Une adresse de portefeuille « qui détient ou transfère simplement » un stablecoin ne devrait pas être traitée comme un client de l'émetteur, ont fait valoir les groupes. Les développeurs, les opérateurs de protocole et les validateurs devraient également être protégés des obligations de type émetteur lorsqu'ils n'ont « aucune relation directe avec l'émetteur », ont-ils ajouté.
Paradigm et le Hyperliquid Policy Center soutiennent que l'application de règles de type émetteur à l'activité du marché secondaire ajouterait peu de valeur pour les régulateurs. Au lieu de cela, cela pourrait générer « une avalanche de rapports d'activités suspectes (SAR) bruyants, remplis de faux positifs et de faible valeur », ont-ils écrit, en référence aux rapports d'activités suspectes.
La question en jeu est de savoir comment les régulateurs pourraient continuer à surveiller l'utilisation des stablecoins sans transformer pratiquement toutes les autres parties du marché en intermédiaires réglementés.
Les régulateurs s'efforcent de s'assurer que les stablecoins ne deviennent pas « un angle mort pour l'application des sanctions et la finance illicite » à mesure qu'ils se développent en tant que rails de paiement mondiaux, a déclaré Matthew Pinnock, COO d'Altura DeFi, à Decrypt.
Si les stablecoins devaient se retrouver au centre de la finance numérique basée sur le dollar, les régulateurs « ont besoin d'être sûrs que les émetteurs peuvent identifier les clients, bloquer les acteurs sanctionnés et coopérer avec les forces de l'ordre » si nécessaire, a déclaré Pinnock.
Mais un tel degré de confiance pourrait être difficile à atteindre, car les émetteurs n'ont souvent aucune relation directe avec les utilisateurs une fois que les stablecoins circulent entre des portefeuilles auto-détenus, a expliqué Pinnock, comparant la situation à demander à une banque de suivre « chaque transaction en espèces après que l'argent ait quitté un distributeur automatique ».

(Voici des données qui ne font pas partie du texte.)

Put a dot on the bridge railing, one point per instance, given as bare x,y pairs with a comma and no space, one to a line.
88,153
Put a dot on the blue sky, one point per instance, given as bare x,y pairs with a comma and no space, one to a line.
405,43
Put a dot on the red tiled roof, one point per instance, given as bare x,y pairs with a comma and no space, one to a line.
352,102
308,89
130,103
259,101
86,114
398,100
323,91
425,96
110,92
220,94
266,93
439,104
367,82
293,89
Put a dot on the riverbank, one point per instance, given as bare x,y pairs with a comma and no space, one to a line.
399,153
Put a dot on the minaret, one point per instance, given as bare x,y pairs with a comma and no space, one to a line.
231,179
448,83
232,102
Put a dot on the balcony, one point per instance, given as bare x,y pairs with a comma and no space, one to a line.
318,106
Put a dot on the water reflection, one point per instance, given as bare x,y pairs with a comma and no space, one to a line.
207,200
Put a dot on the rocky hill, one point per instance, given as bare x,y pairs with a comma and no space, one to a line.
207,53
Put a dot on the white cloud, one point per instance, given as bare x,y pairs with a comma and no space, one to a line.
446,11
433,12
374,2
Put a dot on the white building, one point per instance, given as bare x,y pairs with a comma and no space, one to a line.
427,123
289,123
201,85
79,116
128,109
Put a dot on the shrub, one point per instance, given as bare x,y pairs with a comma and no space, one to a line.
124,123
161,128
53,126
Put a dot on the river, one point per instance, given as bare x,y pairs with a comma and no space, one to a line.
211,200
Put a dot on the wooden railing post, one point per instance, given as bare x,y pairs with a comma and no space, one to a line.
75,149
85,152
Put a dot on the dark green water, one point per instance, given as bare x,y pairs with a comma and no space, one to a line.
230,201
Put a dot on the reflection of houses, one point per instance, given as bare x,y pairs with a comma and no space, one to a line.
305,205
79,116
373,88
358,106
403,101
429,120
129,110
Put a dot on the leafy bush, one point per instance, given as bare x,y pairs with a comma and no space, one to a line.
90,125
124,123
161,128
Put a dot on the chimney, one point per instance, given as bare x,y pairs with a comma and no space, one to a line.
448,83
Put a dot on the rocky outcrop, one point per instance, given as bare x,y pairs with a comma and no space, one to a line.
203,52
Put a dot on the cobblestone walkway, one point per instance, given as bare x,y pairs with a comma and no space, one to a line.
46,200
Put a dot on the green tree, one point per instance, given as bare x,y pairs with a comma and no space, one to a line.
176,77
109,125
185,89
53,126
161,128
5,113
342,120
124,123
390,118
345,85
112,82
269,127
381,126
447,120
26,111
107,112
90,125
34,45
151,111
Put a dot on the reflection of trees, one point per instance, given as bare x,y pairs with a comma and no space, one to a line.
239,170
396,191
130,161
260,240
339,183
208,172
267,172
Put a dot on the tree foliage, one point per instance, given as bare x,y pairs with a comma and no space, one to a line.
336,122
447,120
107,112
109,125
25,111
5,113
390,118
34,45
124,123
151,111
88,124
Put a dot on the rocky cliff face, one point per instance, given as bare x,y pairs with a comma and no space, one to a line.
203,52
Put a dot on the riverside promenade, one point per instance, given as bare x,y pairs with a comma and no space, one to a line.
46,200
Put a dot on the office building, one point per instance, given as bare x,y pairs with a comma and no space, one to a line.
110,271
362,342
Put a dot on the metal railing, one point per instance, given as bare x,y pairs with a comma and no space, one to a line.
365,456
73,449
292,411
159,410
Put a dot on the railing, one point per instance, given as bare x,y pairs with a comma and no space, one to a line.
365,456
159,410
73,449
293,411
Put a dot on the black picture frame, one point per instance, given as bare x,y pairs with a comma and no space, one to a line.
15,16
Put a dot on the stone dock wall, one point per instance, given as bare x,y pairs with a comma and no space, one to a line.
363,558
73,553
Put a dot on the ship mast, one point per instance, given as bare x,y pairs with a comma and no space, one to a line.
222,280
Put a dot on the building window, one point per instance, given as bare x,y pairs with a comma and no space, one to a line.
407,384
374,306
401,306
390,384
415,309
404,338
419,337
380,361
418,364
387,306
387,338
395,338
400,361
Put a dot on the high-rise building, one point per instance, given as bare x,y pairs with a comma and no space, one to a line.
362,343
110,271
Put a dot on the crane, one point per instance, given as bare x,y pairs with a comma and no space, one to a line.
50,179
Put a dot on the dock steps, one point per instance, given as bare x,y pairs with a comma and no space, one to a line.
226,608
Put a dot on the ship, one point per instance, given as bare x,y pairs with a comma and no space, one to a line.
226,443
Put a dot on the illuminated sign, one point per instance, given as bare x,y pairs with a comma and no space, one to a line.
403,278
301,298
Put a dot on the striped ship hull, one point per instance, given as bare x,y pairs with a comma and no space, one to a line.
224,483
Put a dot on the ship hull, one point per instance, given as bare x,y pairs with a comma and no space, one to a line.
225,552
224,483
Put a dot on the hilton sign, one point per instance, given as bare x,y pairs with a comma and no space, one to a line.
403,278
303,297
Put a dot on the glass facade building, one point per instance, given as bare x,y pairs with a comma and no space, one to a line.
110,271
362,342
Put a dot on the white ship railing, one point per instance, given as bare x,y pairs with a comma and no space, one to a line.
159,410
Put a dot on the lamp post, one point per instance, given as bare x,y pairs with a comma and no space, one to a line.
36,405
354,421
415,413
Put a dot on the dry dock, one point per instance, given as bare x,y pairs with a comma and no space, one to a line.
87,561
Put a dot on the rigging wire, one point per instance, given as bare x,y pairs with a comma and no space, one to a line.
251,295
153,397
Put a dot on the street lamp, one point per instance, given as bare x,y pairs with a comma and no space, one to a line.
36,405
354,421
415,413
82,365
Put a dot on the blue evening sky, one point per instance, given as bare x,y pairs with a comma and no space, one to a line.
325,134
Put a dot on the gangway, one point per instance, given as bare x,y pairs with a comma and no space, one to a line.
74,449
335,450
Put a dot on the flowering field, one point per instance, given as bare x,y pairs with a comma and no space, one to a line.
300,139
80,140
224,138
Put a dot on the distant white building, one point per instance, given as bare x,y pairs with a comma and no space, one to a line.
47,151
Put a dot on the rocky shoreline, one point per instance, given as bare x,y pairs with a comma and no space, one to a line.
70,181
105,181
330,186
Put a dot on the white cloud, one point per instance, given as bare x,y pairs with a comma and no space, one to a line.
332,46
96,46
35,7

Une large exemption pour le marché secondaire pourrait également créer des lacunes en matière d'application, a déclaré Siwon Huh, analyste chez la société de recherche crypto Four Pillars, à Decrypt.

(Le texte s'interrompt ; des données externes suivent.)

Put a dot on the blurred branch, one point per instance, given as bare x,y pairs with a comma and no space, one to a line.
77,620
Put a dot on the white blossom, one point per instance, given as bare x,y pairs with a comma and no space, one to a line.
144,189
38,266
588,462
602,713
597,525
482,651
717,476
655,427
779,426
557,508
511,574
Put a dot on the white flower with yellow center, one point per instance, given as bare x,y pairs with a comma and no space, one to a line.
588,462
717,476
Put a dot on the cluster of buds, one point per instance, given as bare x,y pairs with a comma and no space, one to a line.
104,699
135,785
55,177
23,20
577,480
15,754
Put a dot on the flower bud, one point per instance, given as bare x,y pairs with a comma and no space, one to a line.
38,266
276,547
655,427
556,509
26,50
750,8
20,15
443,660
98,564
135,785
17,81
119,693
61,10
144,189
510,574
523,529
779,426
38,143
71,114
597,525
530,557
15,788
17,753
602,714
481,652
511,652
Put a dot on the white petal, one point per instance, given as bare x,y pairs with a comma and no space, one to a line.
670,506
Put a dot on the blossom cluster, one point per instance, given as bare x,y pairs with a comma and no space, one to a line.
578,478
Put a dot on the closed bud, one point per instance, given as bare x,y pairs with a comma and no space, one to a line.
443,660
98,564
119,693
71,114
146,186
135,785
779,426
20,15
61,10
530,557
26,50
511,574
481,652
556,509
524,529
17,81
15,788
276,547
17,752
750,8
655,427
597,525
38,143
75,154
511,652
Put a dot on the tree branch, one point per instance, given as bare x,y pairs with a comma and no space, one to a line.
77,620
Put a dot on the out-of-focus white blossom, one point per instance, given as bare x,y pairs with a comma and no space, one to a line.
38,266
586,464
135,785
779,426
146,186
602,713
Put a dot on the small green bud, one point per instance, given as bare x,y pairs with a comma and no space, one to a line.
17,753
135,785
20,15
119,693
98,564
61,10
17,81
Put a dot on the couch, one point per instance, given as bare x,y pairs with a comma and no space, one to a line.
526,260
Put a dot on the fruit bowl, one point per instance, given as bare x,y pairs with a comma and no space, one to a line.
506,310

Des entités sanctionnées comme la Corée du Nord ont déjà un « historique » d'utilisation de stablecoins adossés au dollar comme « réserve de valeur et moyen de déplacer de l'argent », a déclaré Huh, avertissant que si les émetteurs « n'assument aucune responsabilité une fois qu'une pièce a été émise, leur incitation à investir dans la technologie de blocage s'affaiblit ».
Des règles floues sont « particulièrement graves » pour les validateurs car elles pourraient être interprétées comme couvrant les opérateurs d'infrastructure sur des réseaux tels qu'Ethereum, Solana et Hyperliquid, poussant potentiellement le staking et la construction d'infrastructures basés aux États-Unis vers l'étranger.
« Là où cela peut aller trop loin, c'est si les règles brouillent la frontière » entre les entreprises qui contrôlent les relations clients et celles qui ne fournissent que de l'infrastructure, a déclaré Marcos Viriato, PDG et co-fondateur de Parfin, à Decrypt.
Si les obligations deviennent trop larges, les entreprises pourraient avoir du mal à les appliquer de manière cohérente, a-t-il dit, ajoutant que des règles efficaces devraient renforcer la conformité sans créer de « complexité opérationnelle inutile ».